A cidade nasceu como um projeto de proteção contra invasores estrangeiros, naquele momento específico do século XVI, os franceses alojados numa ilha na baía de Guanabara. Foi capital do país no período colonial, substituindo Salvador, no vice-reinado, no império e na república. Após a criação de Brasília, tornou-se cidade-estado: Rio de Janeiro, capital da Guanabara. Por fim, após a fusão, passou a capital do estado do Rio de Janeiro. Isso lhe dá um caráter curioso, pois em diferentes gerações de uma determinada família, os nascidos num mesmo território, se identificam com distintas naturalidades. Alguém pode ter uma bisavó nascida na capital do império, uma avó no distrito federal, uma mãe na Guanabara e ser filha da capital do estado fluminense. Todas cariocas, todas do mesmo solo, compartilhando raízes comuns e realidades em constante mutação.

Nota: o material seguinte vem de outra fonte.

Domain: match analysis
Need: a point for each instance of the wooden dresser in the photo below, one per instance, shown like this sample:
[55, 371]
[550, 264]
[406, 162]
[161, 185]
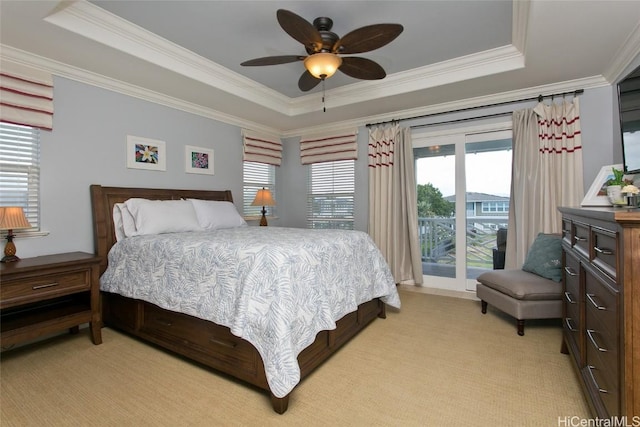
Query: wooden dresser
[43, 295]
[601, 256]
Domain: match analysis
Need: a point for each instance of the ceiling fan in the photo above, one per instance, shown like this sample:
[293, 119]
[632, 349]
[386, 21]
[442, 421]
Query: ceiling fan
[325, 48]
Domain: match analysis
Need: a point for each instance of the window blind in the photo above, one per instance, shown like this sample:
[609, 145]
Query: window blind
[330, 201]
[20, 170]
[26, 96]
[255, 177]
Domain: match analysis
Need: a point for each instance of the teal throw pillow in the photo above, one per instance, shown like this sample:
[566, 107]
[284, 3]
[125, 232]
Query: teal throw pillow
[545, 257]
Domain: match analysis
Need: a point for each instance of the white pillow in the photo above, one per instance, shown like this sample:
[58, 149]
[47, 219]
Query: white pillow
[128, 222]
[214, 214]
[117, 222]
[162, 216]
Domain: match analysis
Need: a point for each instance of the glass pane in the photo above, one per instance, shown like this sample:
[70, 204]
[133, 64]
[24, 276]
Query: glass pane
[435, 176]
[488, 181]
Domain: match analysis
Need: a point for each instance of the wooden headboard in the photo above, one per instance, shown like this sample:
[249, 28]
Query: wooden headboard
[104, 198]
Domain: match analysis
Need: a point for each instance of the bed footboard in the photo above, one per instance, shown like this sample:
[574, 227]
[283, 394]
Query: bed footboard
[216, 347]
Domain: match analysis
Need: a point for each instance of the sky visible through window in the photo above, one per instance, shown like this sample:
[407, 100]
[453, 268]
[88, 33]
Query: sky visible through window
[487, 172]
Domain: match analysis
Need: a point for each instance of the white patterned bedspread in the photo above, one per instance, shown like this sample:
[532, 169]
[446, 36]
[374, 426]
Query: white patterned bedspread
[275, 287]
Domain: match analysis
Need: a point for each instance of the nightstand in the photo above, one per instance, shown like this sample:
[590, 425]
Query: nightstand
[46, 294]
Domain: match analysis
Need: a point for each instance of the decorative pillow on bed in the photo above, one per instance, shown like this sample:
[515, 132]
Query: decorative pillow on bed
[128, 222]
[217, 214]
[545, 257]
[117, 222]
[162, 216]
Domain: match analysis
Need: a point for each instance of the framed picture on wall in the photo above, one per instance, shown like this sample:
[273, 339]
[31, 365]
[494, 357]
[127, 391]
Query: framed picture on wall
[198, 160]
[145, 153]
[597, 194]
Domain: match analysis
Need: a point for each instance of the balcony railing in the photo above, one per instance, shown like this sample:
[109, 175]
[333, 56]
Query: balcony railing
[438, 241]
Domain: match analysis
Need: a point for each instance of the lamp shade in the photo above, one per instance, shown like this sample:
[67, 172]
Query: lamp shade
[322, 65]
[12, 218]
[263, 198]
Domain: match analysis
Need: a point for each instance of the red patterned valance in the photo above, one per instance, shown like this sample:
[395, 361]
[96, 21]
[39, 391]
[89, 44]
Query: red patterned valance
[26, 96]
[331, 148]
[261, 148]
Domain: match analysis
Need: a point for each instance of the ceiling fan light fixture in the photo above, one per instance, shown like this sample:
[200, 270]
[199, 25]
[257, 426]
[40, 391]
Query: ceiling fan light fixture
[322, 65]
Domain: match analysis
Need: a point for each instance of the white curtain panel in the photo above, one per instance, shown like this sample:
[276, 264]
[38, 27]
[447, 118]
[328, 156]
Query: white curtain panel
[393, 206]
[546, 173]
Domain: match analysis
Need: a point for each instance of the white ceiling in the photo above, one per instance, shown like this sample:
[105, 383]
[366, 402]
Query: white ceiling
[186, 54]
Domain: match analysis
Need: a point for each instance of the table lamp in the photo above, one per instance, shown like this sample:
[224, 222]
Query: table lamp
[263, 198]
[12, 218]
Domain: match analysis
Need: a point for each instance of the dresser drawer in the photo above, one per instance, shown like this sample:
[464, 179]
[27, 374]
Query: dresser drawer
[600, 386]
[602, 354]
[581, 238]
[567, 231]
[605, 248]
[601, 302]
[37, 288]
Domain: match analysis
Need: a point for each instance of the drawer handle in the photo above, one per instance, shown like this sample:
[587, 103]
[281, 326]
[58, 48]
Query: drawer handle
[164, 322]
[594, 303]
[567, 321]
[48, 285]
[603, 251]
[593, 341]
[570, 300]
[593, 378]
[229, 344]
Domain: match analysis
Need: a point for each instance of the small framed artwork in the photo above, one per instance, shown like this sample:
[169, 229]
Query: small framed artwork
[597, 194]
[145, 153]
[198, 160]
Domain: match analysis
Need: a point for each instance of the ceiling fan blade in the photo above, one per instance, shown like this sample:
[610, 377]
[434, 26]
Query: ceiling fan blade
[273, 60]
[362, 68]
[367, 38]
[307, 81]
[300, 29]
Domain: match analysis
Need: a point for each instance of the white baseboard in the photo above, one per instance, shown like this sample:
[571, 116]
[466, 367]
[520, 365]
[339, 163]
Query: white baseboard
[438, 291]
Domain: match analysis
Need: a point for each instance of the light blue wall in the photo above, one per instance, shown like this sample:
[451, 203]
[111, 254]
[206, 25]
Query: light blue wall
[599, 148]
[87, 146]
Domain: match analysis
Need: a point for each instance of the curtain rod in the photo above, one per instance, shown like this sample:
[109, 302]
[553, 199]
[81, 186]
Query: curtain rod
[539, 98]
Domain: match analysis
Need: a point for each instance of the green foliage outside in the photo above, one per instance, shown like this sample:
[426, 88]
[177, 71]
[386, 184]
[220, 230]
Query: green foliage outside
[431, 203]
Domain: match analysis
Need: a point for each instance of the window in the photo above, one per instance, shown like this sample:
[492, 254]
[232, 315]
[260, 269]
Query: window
[20, 170]
[255, 176]
[330, 199]
[492, 207]
[471, 167]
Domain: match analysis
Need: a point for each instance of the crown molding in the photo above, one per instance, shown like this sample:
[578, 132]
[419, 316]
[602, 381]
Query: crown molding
[471, 66]
[520, 24]
[90, 21]
[497, 98]
[95, 23]
[625, 55]
[83, 76]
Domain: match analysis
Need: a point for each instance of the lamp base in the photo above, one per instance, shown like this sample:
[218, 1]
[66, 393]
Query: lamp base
[263, 220]
[10, 249]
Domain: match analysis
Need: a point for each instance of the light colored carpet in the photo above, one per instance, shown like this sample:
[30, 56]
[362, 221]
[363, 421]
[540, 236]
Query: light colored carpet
[437, 362]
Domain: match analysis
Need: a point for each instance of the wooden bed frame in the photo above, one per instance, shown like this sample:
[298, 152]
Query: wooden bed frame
[201, 340]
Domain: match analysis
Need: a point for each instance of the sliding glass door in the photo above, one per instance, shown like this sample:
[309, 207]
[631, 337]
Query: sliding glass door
[463, 179]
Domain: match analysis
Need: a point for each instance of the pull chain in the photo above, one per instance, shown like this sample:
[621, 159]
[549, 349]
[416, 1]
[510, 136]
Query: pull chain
[324, 108]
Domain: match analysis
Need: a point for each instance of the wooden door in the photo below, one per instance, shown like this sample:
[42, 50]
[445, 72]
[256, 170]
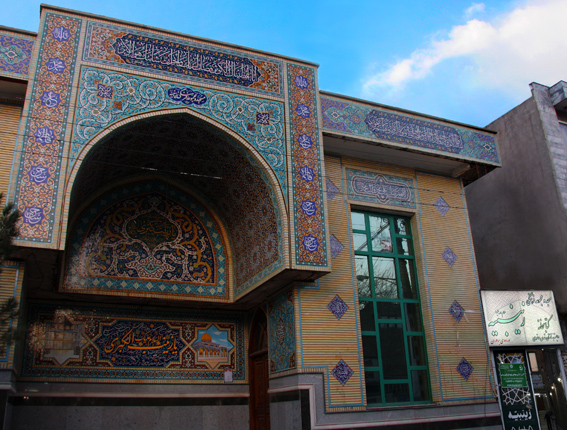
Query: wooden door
[259, 378]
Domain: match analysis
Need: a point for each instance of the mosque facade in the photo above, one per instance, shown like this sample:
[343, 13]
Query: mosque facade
[207, 238]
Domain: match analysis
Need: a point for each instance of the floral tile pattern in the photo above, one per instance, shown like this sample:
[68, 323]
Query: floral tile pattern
[338, 307]
[449, 256]
[442, 206]
[457, 311]
[465, 369]
[342, 372]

Se a metrópole nos engole e angustia com suas mazelas, fazendo-nos desejar lugares mais amenos e sossegados, também nos enfeitiça com certo fascínio, nos prende a ela e nos dá orgulho de sermos cariocas. Por isso, Rio, cantamos parabéns pra você!

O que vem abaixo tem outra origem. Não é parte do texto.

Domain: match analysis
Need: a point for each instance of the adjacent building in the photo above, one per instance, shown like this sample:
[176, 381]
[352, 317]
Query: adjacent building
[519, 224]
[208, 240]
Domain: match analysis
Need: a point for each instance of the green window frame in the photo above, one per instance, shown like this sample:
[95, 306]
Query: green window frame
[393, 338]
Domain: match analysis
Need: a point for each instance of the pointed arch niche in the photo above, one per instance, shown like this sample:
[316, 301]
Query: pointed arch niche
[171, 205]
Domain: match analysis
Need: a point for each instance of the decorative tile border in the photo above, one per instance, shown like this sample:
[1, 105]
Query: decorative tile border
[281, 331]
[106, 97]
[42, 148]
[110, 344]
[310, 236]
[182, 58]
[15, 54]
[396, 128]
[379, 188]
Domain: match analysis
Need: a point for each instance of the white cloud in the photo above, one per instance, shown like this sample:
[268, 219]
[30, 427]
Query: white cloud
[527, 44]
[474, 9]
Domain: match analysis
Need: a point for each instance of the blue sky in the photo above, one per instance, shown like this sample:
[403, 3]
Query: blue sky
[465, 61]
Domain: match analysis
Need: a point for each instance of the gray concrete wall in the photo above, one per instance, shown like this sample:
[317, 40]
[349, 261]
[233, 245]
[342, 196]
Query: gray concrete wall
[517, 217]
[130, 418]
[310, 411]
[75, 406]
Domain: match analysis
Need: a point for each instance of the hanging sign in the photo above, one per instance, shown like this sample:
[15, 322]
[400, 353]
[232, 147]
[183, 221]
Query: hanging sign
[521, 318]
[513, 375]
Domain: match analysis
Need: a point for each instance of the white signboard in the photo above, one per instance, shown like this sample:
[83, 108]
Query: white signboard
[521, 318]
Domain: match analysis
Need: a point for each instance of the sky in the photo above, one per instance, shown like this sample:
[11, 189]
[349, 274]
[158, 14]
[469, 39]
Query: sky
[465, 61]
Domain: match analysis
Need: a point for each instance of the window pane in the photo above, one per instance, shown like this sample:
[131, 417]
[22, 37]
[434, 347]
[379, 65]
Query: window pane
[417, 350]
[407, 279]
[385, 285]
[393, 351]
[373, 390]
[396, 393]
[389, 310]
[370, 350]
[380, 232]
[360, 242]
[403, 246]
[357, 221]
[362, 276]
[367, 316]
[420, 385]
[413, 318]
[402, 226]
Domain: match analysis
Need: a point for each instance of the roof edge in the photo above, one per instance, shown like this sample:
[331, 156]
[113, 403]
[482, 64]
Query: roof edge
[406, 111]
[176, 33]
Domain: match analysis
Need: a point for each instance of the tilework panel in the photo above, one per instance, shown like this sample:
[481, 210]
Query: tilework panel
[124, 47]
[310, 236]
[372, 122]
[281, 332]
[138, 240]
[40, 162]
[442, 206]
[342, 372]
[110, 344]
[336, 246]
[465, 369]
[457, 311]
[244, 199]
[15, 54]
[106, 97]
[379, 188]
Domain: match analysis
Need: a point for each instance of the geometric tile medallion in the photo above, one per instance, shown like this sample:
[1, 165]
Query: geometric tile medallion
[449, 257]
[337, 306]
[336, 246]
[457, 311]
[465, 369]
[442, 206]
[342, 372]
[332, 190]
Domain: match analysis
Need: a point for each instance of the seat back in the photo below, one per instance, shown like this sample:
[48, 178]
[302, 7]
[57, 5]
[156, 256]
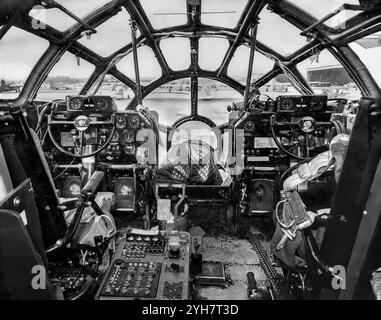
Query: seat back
[352, 189]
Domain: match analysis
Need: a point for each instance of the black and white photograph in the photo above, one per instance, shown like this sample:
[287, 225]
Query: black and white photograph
[190, 157]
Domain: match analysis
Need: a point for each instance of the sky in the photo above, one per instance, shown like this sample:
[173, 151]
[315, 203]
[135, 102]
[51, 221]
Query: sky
[16, 63]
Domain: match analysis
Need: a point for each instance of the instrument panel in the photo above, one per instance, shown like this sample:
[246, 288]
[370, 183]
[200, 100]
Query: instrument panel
[259, 148]
[90, 104]
[301, 104]
[149, 267]
[132, 130]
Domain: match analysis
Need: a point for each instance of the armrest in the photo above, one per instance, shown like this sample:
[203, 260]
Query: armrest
[92, 185]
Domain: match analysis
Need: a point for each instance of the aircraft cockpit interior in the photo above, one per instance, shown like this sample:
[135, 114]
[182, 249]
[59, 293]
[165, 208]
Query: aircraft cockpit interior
[190, 150]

Belíssima e merecida homenagem à nossa querida cidade do Rio de Janeiro! Orgulhosamente, cariocas, e só nós podemos falar mal de nossa metrópole purgatório da beleza e do caos.
Viva nosso aniversariante e parabéns pela reflexão, prezada Cristina Vergnano!
🙂
Obrigada pelo comentário e pelo apoio à crônica. De fato, nós, cariocas de nascimento, ou os que se deixaram adotar pelo Rio, conseguimos sentir e amar a cidade, tendo claras suas muitas contradições e seus gigantescos problemas. É até algo curioso:um lugar que nos deixa incomodados, em certa medida, às vezes, com vontade de partir, mas, ao mesmo tempo, nos acolhe e dá orgulho. Nisso reside, creio eu, a justeza do epíteto. Há maravilha no caos. Grande abraço.